2. **Test check**: All tests written so far pass.
3. **Deferred criteria review**: Check if any previously deferred acceptance criteria can now be verified. If so, verify them and update the checklist.
4. **Traceability spot-check**: Pick 3 random requirements from the Requirements Checklist. Verify they have corresponding code and tests.
If any check fails, fix the issue before proceeding to the next WP.
### Phase Completion Gate
After all work packages are complete, execute the verification gate from the plan document:
1. **Run the full test suite** — all unit, integration, negative, and failover tests must pass.
2. **Walk the verification gate checklist** — each item in the plan's "Verification Gate" section must pass. Record pass/fail per item.
3. **Walk the Requirements Checklist** — confirm every bullet has been implemented and tested. Check off each item.
4. **Walk the Design Constraints Checklist** — confirm every constraint has been respected. Check off each item.
5. **Check deferred criteria** — all previously deferred acceptance criteria must now be resolvable. Verify them.
6. **Run the phase execution checklist** — all WPs must be marked complete with no open items.

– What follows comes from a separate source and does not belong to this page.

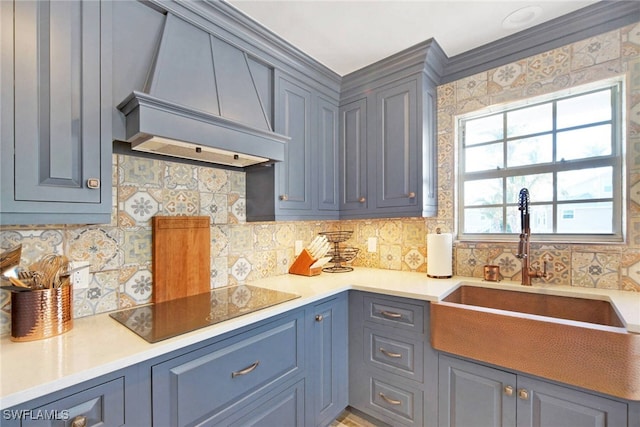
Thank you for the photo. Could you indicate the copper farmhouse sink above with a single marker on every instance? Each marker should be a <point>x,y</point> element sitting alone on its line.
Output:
<point>576,341</point>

### Post-Phase Codex MCP Review
After the completion gate passes, submit the implementation for external review:
**Step 1 — Implementation vs. Plan review**: Submit to Codex (model: `gpt-5.4`):
- The phase plan document
- A summary of what was implemented (file list, key decisions made)
- The phase execution checklist (showing all WPs complete)
- Any test output or coverage summary
Ask Codex: *"Review this implementation against the plan. For each work package, verify that the acceptance criteria described in the plan are reflected in the implementation summary. Identify: (1) any acceptance criterion that appears unimplemented, (2) any implementation that contradicts the plan, (3) any requirement from the plan's Requirements Checklist that lacks corresponding code or tests. List each finding with the specific plan text and what is missing."*
**Step 2 — Code quality review**: Ask Codex: *"Review the implementation for: (1) security vulnerabilities (OWASP top 10), (2) race conditions or thread safety issues, (3) missing error handling at system boundaries, (4) violations of the project's architectural constraints (no business logic in Commons, no EF in consuming components, Tell for hot-path/Ask for boundaries). List each finding with file and line reference."*
**Handling findings**: Fix valid findings. Dismiss false positives with rationale. Record the review outcome in the execution checklist.
### Final Steps
1. **Commit** any fixes from the post-phase review.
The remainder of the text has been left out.